NASA recently demonstrated a system called Safeguard, which disables a drone if it fails to respond to a warning and enters a designated no-fly zone. It can also impose altitude limits on drones. Mashable declared, “NASA’s drone killer does not play around,” describing how the system can enforce no-fly zones of any size or shape, forcing drones to drop from the sky if they proceed towards a no-fly zone.
Image Credit: NASA.
Safeguard uses a small piece of hardware attached to the drone, to both monitor the drone’s location and to potentially take over the drone’s controls if the drone approaches a restricted area. The system has two zones, or levels of warnings, before the drone reaches the restricted space.
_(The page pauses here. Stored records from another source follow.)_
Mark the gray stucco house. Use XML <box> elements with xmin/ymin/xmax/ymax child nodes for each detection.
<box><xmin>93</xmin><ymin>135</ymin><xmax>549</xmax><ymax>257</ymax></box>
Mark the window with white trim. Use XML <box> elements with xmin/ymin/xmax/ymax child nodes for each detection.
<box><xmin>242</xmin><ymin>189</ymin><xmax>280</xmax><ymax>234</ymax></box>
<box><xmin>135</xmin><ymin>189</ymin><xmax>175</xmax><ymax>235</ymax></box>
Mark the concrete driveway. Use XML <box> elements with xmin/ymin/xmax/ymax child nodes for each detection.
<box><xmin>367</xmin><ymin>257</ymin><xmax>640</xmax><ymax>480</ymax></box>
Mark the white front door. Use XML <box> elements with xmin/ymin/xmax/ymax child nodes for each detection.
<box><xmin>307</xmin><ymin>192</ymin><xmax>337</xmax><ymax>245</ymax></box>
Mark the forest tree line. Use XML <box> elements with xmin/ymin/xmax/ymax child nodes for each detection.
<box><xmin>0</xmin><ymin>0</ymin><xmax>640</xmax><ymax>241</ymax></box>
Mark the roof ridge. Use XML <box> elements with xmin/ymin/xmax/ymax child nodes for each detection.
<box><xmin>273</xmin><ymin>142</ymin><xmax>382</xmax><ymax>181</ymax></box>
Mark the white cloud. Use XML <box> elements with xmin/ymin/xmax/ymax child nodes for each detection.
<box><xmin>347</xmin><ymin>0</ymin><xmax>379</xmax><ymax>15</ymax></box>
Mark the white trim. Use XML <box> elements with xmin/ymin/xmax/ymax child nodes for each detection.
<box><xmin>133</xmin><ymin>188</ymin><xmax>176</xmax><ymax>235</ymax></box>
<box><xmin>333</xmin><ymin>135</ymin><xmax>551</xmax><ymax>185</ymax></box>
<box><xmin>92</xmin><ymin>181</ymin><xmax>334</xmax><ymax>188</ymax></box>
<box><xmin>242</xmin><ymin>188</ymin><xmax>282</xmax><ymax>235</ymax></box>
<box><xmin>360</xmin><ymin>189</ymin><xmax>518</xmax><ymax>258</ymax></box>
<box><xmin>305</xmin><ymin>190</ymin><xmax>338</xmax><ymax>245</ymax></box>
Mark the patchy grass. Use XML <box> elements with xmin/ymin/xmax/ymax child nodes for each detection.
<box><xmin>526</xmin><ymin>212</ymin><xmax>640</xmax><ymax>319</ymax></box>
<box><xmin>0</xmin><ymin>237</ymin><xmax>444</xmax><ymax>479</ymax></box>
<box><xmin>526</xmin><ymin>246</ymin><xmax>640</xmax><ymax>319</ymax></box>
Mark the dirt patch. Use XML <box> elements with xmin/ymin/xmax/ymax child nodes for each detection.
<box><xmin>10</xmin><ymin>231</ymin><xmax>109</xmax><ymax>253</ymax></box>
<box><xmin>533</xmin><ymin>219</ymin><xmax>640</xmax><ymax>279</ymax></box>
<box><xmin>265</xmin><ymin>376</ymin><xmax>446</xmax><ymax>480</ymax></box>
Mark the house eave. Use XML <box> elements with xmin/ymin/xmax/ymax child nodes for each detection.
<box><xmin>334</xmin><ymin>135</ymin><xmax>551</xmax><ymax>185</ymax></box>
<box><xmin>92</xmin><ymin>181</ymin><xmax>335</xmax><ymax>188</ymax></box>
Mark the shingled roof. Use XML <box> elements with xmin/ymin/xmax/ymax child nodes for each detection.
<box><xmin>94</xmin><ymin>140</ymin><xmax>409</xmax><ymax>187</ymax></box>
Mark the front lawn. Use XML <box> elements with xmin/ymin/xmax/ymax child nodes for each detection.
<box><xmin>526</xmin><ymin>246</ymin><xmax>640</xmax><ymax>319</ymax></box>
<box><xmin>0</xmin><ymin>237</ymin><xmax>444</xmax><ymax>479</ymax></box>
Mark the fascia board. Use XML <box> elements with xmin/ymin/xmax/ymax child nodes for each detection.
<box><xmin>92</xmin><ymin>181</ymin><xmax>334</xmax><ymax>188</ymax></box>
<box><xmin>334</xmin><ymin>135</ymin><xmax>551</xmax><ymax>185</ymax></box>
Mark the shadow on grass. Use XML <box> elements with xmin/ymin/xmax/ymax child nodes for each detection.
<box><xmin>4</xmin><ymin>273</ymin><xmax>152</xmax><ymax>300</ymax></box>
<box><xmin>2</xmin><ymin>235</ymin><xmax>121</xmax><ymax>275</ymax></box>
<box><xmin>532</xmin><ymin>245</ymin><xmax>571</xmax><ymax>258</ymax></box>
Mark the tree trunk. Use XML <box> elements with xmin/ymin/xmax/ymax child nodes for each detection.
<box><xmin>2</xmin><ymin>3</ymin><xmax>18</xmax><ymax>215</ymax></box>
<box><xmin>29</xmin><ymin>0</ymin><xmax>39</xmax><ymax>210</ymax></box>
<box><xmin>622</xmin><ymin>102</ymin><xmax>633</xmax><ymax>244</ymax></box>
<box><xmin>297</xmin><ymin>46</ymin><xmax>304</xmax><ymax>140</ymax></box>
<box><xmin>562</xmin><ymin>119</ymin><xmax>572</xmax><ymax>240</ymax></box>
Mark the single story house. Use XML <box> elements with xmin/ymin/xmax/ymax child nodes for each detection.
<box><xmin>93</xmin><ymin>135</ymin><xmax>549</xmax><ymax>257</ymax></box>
The first zone is a “containment boundary”, where the drone is sent a signal instructing it to take corrective action. If the drone, or the drone’s autopilot, does not correct its course and continues into the second zone, the drone is disabled and forced to land. This is the “terminate” zone. The two zones are shown in the image below, with yellow being the containment zone, and red being the terminate zone.
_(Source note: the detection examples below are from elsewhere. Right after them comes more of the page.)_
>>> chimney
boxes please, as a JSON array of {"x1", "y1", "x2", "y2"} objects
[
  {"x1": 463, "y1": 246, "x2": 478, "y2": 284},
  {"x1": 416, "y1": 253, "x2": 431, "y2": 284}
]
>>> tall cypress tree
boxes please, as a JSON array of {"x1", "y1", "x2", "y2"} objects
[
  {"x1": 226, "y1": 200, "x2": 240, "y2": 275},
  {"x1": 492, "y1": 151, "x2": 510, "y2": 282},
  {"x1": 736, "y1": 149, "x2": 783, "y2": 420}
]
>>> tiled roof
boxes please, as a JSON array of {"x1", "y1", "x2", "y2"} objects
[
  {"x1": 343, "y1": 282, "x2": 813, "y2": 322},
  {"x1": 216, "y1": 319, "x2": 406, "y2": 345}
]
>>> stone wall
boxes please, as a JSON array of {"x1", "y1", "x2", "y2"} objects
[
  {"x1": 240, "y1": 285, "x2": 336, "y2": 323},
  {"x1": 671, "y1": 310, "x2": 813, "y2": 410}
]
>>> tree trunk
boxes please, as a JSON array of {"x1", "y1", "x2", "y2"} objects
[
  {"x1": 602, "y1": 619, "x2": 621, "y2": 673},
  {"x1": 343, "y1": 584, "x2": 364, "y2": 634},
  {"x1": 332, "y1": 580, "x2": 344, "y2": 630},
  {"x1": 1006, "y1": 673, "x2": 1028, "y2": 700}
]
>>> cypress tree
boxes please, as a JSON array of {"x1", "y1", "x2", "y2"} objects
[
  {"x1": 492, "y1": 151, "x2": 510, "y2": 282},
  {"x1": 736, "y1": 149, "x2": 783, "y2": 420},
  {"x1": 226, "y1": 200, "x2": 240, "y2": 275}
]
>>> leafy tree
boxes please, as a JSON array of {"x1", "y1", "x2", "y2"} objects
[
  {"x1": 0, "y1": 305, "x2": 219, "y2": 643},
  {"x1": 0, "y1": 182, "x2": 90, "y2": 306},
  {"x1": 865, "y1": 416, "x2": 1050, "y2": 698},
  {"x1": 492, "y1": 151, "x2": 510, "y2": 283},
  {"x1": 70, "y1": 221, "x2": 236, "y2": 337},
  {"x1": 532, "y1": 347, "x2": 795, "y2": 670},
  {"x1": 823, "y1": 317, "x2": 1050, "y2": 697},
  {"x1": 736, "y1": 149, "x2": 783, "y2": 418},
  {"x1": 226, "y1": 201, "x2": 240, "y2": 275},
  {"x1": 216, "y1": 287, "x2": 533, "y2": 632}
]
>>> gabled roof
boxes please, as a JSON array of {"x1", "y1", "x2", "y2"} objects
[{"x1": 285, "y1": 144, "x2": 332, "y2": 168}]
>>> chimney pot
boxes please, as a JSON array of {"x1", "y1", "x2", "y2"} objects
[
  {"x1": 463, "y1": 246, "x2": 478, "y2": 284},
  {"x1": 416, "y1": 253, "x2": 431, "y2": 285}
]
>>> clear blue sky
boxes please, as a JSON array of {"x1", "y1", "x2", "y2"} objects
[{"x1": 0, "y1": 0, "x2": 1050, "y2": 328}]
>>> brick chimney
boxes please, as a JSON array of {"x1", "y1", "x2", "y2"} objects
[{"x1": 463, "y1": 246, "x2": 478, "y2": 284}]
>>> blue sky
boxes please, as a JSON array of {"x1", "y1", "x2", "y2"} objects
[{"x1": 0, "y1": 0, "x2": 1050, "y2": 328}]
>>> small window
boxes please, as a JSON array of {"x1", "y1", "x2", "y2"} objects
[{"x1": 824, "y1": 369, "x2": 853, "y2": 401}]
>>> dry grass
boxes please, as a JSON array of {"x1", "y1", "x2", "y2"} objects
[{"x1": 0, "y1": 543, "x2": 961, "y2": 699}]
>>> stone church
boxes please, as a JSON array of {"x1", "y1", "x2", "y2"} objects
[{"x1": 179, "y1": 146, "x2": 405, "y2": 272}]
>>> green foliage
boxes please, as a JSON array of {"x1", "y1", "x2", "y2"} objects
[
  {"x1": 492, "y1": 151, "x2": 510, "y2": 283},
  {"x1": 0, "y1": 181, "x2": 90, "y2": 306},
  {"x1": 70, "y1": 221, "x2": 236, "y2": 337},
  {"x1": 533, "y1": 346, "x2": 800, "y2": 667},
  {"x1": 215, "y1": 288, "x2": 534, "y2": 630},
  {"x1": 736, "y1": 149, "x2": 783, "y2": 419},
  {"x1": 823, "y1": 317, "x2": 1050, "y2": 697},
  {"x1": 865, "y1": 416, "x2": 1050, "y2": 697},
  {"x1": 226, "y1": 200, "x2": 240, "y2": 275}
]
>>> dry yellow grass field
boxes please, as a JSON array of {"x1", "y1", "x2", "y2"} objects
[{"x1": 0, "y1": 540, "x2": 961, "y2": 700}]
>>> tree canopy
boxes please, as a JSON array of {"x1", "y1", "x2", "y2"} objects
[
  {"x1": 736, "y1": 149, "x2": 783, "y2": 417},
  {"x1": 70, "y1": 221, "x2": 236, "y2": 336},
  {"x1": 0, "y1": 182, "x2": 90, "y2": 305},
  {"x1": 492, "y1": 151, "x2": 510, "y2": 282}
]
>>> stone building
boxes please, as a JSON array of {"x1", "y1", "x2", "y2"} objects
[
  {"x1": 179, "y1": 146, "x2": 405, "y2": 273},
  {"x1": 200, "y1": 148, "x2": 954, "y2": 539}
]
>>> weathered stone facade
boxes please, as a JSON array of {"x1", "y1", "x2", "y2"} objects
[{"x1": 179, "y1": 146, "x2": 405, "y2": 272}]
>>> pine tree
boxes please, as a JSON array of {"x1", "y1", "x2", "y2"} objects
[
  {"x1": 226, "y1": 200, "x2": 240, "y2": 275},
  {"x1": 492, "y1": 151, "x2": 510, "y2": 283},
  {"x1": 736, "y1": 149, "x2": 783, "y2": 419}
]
Drones (and drone operators) have made the news for operating in prohibited areas. From dropping phones and drugs to prisoners to interfering with firefighting efforts. US lawmakers recently proposed mandatory geofencing to restrict airspace for drone flight, both hobbyist and commercial.
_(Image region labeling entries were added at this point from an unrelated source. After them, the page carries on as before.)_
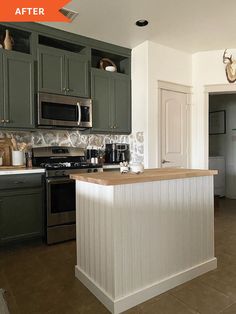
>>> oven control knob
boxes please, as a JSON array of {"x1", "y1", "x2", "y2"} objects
[{"x1": 55, "y1": 170, "x2": 66, "y2": 177}]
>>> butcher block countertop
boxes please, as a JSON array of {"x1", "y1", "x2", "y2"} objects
[{"x1": 70, "y1": 168, "x2": 218, "y2": 185}]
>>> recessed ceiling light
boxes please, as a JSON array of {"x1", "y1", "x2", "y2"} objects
[{"x1": 135, "y1": 20, "x2": 148, "y2": 27}]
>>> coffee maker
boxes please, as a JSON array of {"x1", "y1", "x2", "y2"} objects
[{"x1": 105, "y1": 143, "x2": 130, "y2": 164}]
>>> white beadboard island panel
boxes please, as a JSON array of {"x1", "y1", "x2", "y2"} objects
[{"x1": 75, "y1": 176, "x2": 216, "y2": 313}]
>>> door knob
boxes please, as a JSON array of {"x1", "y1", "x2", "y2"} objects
[{"x1": 161, "y1": 159, "x2": 171, "y2": 164}]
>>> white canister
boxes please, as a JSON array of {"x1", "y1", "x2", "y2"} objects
[
  {"x1": 129, "y1": 162, "x2": 144, "y2": 173},
  {"x1": 12, "y1": 150, "x2": 24, "y2": 166}
]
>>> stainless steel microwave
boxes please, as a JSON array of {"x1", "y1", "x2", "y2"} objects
[{"x1": 38, "y1": 93, "x2": 92, "y2": 128}]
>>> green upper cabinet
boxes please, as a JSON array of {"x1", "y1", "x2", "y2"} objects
[
  {"x1": 91, "y1": 69, "x2": 112, "y2": 133},
  {"x1": 0, "y1": 53, "x2": 4, "y2": 125},
  {"x1": 38, "y1": 47, "x2": 65, "y2": 94},
  {"x1": 0, "y1": 51, "x2": 34, "y2": 128},
  {"x1": 112, "y1": 73, "x2": 131, "y2": 133},
  {"x1": 38, "y1": 45, "x2": 89, "y2": 97},
  {"x1": 65, "y1": 52, "x2": 90, "y2": 97},
  {"x1": 91, "y1": 69, "x2": 131, "y2": 134}
]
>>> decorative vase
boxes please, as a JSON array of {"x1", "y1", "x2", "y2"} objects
[{"x1": 3, "y1": 29, "x2": 13, "y2": 50}]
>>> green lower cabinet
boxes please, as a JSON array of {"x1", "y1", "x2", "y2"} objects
[
  {"x1": 0, "y1": 174, "x2": 44, "y2": 245},
  {"x1": 0, "y1": 191, "x2": 43, "y2": 244},
  {"x1": 91, "y1": 69, "x2": 131, "y2": 134}
]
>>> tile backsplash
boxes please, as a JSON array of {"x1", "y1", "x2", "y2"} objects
[{"x1": 0, "y1": 130, "x2": 144, "y2": 163}]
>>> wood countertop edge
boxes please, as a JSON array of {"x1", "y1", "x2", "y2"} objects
[{"x1": 70, "y1": 169, "x2": 218, "y2": 186}]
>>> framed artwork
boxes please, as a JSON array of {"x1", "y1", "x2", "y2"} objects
[{"x1": 209, "y1": 110, "x2": 226, "y2": 135}]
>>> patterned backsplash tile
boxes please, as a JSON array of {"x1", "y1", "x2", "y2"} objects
[{"x1": 0, "y1": 130, "x2": 144, "y2": 163}]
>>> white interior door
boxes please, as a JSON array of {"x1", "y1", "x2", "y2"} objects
[{"x1": 161, "y1": 89, "x2": 188, "y2": 168}]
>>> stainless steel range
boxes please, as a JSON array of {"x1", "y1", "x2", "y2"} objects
[{"x1": 32, "y1": 146, "x2": 103, "y2": 244}]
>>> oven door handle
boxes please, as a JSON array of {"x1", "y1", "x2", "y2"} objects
[
  {"x1": 47, "y1": 178, "x2": 75, "y2": 184},
  {"x1": 77, "y1": 101, "x2": 81, "y2": 126}
]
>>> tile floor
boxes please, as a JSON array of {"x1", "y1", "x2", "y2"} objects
[{"x1": 0, "y1": 199, "x2": 236, "y2": 314}]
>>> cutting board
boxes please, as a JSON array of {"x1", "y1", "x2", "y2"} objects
[{"x1": 0, "y1": 138, "x2": 12, "y2": 166}]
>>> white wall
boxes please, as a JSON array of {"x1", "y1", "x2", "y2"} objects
[
  {"x1": 132, "y1": 41, "x2": 236, "y2": 168},
  {"x1": 132, "y1": 41, "x2": 192, "y2": 168},
  {"x1": 192, "y1": 49, "x2": 236, "y2": 168},
  {"x1": 131, "y1": 41, "x2": 148, "y2": 165}
]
Commercial drone companies, such as DJI, have added GPS-based geofence systems to their drones. The no-fly zones are programmed into the drones’ geofence system, first warning operators if they approach a geofenced area, then restricting flight if the drone proceeds into a restricted zone. Geofencing helps reduce the threat of accidental dangerous drone encounters or malicious attacks. But it is highly reliant on GPS availability and uncertified autopilot technology.
Safeguard takes geofencing one step further. It can be used on both fixed-wing and multi-rotor drones. Safeguard overcomes three common technical challenges of typical geofencing:
- Strict dependence on GPS
- Reliance on non-secure communication channels
- The use of uncertified autopilot technology
According to NASA, “What makes this technology different from existing geofencing systems is that the safety net is built on rigorous mathematics and works independently from the onboard autopilot.” It also overcomes the reliance on GPS, which is prone to signal loss.
“The algorithms for establishing the validity of a boundary and for detecting proximity to all defined boundaries are based on rigorous mathematical models that have been formally verified,” stated NASA. “To support the creation of highly-assured algorithms, the boundary detection and violation recognition functions embedded within the Safeguard code have been developed and verified using formal methods… In addition, Monte Carlo evaluations were conducted in MATLAB to provide evidence of proper functionality of the boundary detection and violation algorithms.”
Image Credit: NASA.
Steer clear of no-fly zones
Safeguard lists cargo delivery, surveillance and monitoring, infrastructure inspection, and agriculture as potential applications, but most drone operators have nothing to worry about. Safeguard is only for designated no-fly zones such as airports, stadiums, military bases, and other secure locations. These areas are typically full of warning signs and no place for drones to be buzzing around in the first place.
Safeguard is small enough to be mounted on any drone. While it’s not required on drones now, it could be required for certain types of drones in the future. For drone operators that are still enraged at the thought of technology disabling their drone mid-flight, this technology is far gentler than the laser technology used to shoot down drones. Boeing’s Compact Laser Weapon System, debuted in 2015, directs a high-energy beam to the drone which causes the drone to burst into flames.